Geant4-FastSim - Memory footprint optimization for ML fast shower simulation
- Mentors
- Dalila Salamani, Anna
- Organization
- CERN-HSF
- Technologies
- python, c++, tensorflow, docker, pytorch, Kubeflow
- Topics
- machine learning, optimization, MLOps, Generative Model
Geant4 is a highly accurate and detailed simulation toolkit used for simulating the passage of particles through matter. Due to its strict precision requirements, simulation is slow and has been proven to be a bottleneck for physics analysis. To overcome this bottleneck, popular machine learning techniques like generative modelling have been employed as a fast simulation alternative. This project focused on the Optimization and Inference components of the project. Very limited work is done on the model in terms of Memory Footprint Reduction. This project was aimed at implementing different post training Memory Footprint Reduction techniques by creating a pipeline using KubeFlow, consolidating all the insights from different experiments and use them to extend KubeFlow pipeline built for carrying out the experiments into a more generalized form which can be used on different ML models at CERN to output the best optimized model.

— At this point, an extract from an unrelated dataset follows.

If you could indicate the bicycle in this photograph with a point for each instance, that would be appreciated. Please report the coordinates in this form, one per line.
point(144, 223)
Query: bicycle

I integrated different Onnx Runtime Execution Providers - MLAS (default CPU), CUDA, TensorRT, oneDNN and OpenVINO into the Geant4 Par04 inference module. I have implemented an end-to-end KubeFlow pipeline which contains CPU and CUDA optimization modules which leverage different quantization and graph optimization workflows and reduce memory footprint of models while maintaining similar performance. Optimization modules for oneDNN and TensorRT are currently in-development at the time when GSoC is ending.